Übergeben wurden vier Schecks stellvertretend für die schwerstbetroffenen Geschädigten im Kreis Adenau und Altenahr sowie für die neurologische Therapie RheinAhr gGmbH und an Gut Nettehammer.

Die kleine Veranstaltung im sonnigen Park von Gut Nettehammer stand im krassen Gegensatz zu dem furchtbaren Leid und der Zerstörung, die unter anderem rund um Adenau zu beklagen sind. Claudia Rössling-Marenbach, derzeitige Rotary-Präsidentin des Clubs Adenau-Nürburgring, berichtete sehr authentisch, wie seit jener Nacht im Juli für sie und ihre Gemeinde alles anders geworden sei.
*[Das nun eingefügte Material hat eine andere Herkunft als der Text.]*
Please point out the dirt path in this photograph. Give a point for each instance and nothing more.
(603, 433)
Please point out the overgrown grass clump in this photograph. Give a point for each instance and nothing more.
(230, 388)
Einige Ortsteile ihrer Heimatstadt seien zwar verschont geblieben, andere fast dem Erdboden gleich gemacht. Und das mit teils entsetzlichen Konsequenzen für die Menschen.

Vor einer Woche habe sie sogar eine fünfköpfige Familie beerdigen müssen, berichtete die evangelische Pfarrerin. Der von Rössling-Marenbach ehrenamtlich geführte Club hat inzwischen Geldspenden von einer knappen Million gesammelt, die seit Mitte Juni für die unbürokratische Soforthilfe, für einen Hilfsfond für „Härtefälle“ und neuerdings auch für ein Patenschafts-Programm für besonders betroffene Familien ausgeschüttet werden. Ihre Arbeit wird vom Partnerclub „Neuwied-Andernach“ mit 20.000 Euro unterstützt.

Ein ähnliches Hilfsprogramm hat der befreundete Rotary Club Bad Neuenahr-Ahrweiler aufgelegt und bislang Spenden von 730.000 Euro gesammelt. Auch hier war nach Worten des selbst von den Schäden betroffenen Präsidenten Roland Brunner die Solidarität, nicht zuletzt durch deutschlandweit angereiste hunderte praktische Helfer, beeindruckend. Er bedankte sich nicht nur für den weiteren Spendenzuwachs aus Neuwied/Andernach von ebenfalls 20.000 Euro, sondern auch für die Gelegenheit, öffentlich über das erlittene Leid reden zu können.

Mit diesen seelischen Verletzungen sprach er auch Barbara Börkel von der neurologischen Therapie RheinAhr gGmbH aus der Seele. Das Zentrum für Rehabilitation, Eingliederung und Nachsorge in Ahrweiler war in der Katastrophennacht total geflutet worden und nutzt die rotarische Spende von 8.000 Euro für den Wiederaufbau und die Etablierung eines weiteren Standortes. Darüber hinaus hat das Team aber auch sein Angebotsspektrum erweitert und lässt sich derzeit in den Grundlagen der Trauma-Therapie schulen. Eindrucksvoll in dem Zusammenhang, das von Börkel geschilderte Beispiel einer Rollstuhlfahrerin, die nur dadurch überlebt habe, da ihr Mann zufällig nicht auf Dienstreise war und sie so habe retten können, und die jetzt vom Geruch ihres Rollstuhls traumatisiert sei.



Vierter im Bunde bei der Scheckvergabe des Rotary Clubs Neuwied-Andernach war das Gut Nettehammer, vertreten durch Hermann Viktor Luithlen und seinen Sohn Friedrich. Bei der Entgegennahme eines Schecks in Höhe von 13.000 Euro lobte Friedrich Luithlen insbesondere die internationale Service-Orientierung von Rotary. Durch seine lokale Verankerung, seine Netzwerke und die Bereitschaft, Verantwortung zu übernehmen, könnten Rotary Clubs Dinge bewegen, die größer als sie selbst seien. Das gespendete Geld soll vor allem der Wiederherstellung der zerstörten Brücke des Gutshofs dienen. Die erfahrene Hilfe auch aus der Bevölkerung seit dem 15. Juli war für den jungen Gutsherrn eine komplett neue Erfahrung. Das „Dasein in unserer Gemeinschaft“ habe sich in seiner Sichtweise seitdem sehr verändert.